Microfluidics is widely regarded as a leading technology for industrial-scale manufacture of multicomponent, gene-based nanomedicines in a reproducible manner. Yet, very few investigations detail the impact of flow conditions on the biological performance of the product, particularly biocompatibility and therapeutic efficiency. Herein, this study investigated the engineering of a novel lipid-Eudragit hybrid nanoparticle in a bifurcating microfluidics micromixer for plasmid DNA (pDNA) delivery. Nanoparticles of ~150 nm in size, with uniform polydispersity index (PDI = 0.2) and ξ-potential of 5-11 mV were formed across flow rate ratios (FRR, aqueous to organic phase) of 3:1 and 5:1, respectively.
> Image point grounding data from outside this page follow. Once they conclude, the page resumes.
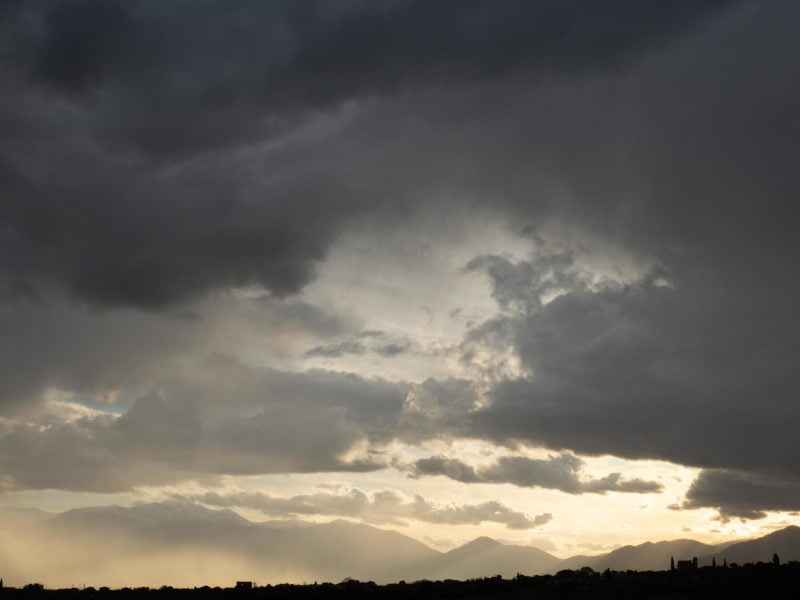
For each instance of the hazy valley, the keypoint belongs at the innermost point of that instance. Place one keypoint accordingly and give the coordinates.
(188, 545)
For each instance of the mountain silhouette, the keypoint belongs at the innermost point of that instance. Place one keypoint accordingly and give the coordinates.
(784, 542)
(649, 556)
(180, 543)
(483, 557)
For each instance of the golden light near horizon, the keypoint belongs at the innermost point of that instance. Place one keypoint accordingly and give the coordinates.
(277, 278)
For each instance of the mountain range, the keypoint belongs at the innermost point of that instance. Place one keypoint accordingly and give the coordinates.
(187, 544)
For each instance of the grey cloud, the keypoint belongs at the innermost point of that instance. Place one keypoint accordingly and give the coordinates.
(135, 173)
(216, 417)
(742, 495)
(651, 371)
(562, 472)
(381, 507)
(377, 342)
(284, 56)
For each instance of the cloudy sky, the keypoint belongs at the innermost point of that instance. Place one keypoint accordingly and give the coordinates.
(519, 269)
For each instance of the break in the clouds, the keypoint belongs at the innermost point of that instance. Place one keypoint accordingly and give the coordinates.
(176, 178)
(385, 506)
(562, 472)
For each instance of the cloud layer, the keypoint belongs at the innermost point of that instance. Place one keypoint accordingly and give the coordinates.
(380, 507)
(562, 472)
(156, 157)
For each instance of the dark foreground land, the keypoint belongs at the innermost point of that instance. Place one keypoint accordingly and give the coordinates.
(760, 580)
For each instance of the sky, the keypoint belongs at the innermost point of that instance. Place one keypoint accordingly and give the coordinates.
(523, 269)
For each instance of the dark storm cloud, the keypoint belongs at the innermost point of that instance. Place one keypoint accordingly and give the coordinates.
(562, 472)
(172, 66)
(742, 495)
(223, 152)
(101, 98)
(380, 507)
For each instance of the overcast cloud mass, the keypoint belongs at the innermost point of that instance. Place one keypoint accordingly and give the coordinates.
(351, 239)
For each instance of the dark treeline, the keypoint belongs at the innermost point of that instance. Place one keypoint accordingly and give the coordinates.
(760, 580)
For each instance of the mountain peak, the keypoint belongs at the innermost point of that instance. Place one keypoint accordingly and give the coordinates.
(479, 544)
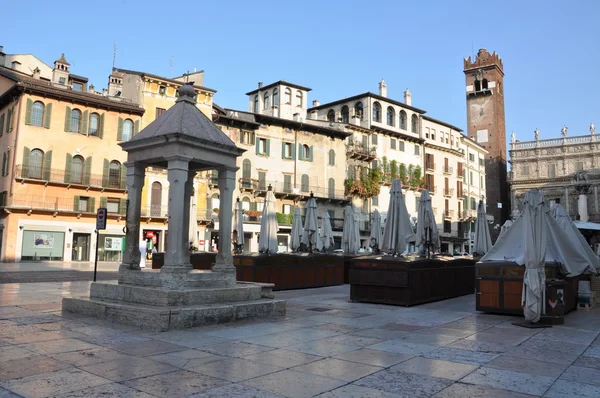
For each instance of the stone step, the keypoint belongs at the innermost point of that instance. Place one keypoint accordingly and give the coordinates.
(161, 319)
(190, 296)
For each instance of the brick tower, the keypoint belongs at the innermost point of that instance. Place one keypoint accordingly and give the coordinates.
(486, 125)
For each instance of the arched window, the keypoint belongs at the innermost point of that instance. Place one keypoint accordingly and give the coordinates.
(77, 170)
(376, 112)
(304, 183)
(36, 163)
(75, 120)
(331, 188)
(156, 199)
(331, 116)
(345, 114)
(403, 120)
(358, 110)
(127, 130)
(94, 118)
(288, 96)
(37, 114)
(114, 174)
(391, 116)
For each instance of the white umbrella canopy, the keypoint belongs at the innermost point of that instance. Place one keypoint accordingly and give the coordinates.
(398, 230)
(310, 237)
(296, 233)
(327, 231)
(268, 225)
(427, 232)
(350, 234)
(483, 241)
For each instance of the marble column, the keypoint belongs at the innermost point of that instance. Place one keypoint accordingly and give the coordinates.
(224, 261)
(135, 183)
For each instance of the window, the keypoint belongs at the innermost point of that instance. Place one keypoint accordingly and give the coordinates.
(358, 110)
(77, 170)
(331, 116)
(127, 130)
(94, 118)
(345, 114)
(391, 116)
(403, 120)
(114, 174)
(36, 161)
(288, 96)
(75, 121)
(376, 112)
(414, 124)
(304, 183)
(37, 114)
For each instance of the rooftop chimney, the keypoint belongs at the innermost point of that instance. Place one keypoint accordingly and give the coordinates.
(382, 88)
(407, 97)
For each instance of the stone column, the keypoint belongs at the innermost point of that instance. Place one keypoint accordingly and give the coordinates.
(226, 187)
(135, 183)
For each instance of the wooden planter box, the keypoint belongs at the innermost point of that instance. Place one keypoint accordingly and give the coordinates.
(398, 281)
(499, 287)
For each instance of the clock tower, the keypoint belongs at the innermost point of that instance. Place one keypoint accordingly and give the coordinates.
(486, 125)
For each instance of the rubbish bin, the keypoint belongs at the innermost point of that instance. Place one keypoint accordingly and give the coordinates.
(555, 302)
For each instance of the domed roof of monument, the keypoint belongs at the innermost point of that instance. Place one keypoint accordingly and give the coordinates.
(185, 119)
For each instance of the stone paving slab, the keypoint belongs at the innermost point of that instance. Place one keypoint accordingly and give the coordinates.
(444, 349)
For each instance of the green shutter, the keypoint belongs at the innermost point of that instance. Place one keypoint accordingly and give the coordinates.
(68, 119)
(120, 130)
(68, 165)
(28, 111)
(25, 169)
(84, 122)
(101, 126)
(88, 171)
(105, 173)
(91, 205)
(123, 177)
(47, 165)
(122, 206)
(47, 116)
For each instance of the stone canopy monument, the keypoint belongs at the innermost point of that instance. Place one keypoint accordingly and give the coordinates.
(184, 141)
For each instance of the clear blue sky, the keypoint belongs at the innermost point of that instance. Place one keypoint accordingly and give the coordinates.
(550, 49)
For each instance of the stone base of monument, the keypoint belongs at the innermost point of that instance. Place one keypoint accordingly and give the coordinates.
(145, 300)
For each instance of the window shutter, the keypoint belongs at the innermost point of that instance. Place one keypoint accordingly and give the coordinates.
(88, 171)
(123, 177)
(47, 116)
(120, 130)
(105, 173)
(28, 111)
(68, 119)
(84, 122)
(101, 126)
(47, 165)
(91, 205)
(68, 165)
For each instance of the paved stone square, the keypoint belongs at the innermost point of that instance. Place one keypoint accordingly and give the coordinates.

The hybrid nanoparticles maintained colloidal stability and structural integrity of loaded pDNA following recovery by ultracentrifugation. Importantly, in vitro testing in human embryonic kidney cell line (HEK293T) revealed significant differences in biocompatibility and transfection efficiency (TE). Lipid-Eudragit nanoparticles produced at FRR 3:1 displayed high cellular toxicity (0-30% viability), compared with nanoparticles prepared at FRR 5:1 (50-100% viability). Red fluorescent protein (RFP) expression was sustained for 24-72 h following exposure of cells to nanoparticles, indicating controlled release of pDNA and trafficking to the nucleus. Nanoparticles produced at FRR 5:1 resulted in markedly higher TE (12%) compared with those prepared at FRR 3:1 (2%). Notably, nanoparticles produced using the bench-scale nanoprecipitation method resulted in lower biocompatibility (30-90%) but higher RFP expression (25-38%). These findings emphasize the need for in-depth analysis of the effect of formulation and flow conditions on the physicochemical and biological performance of gene nanomedicines when transitioning from bench to clinic.

Abstract Image

精确控制微流体流动条件对于利用 pDNA 负载脂质-Eudragit 纳米粒子的体外转染能力至关重要。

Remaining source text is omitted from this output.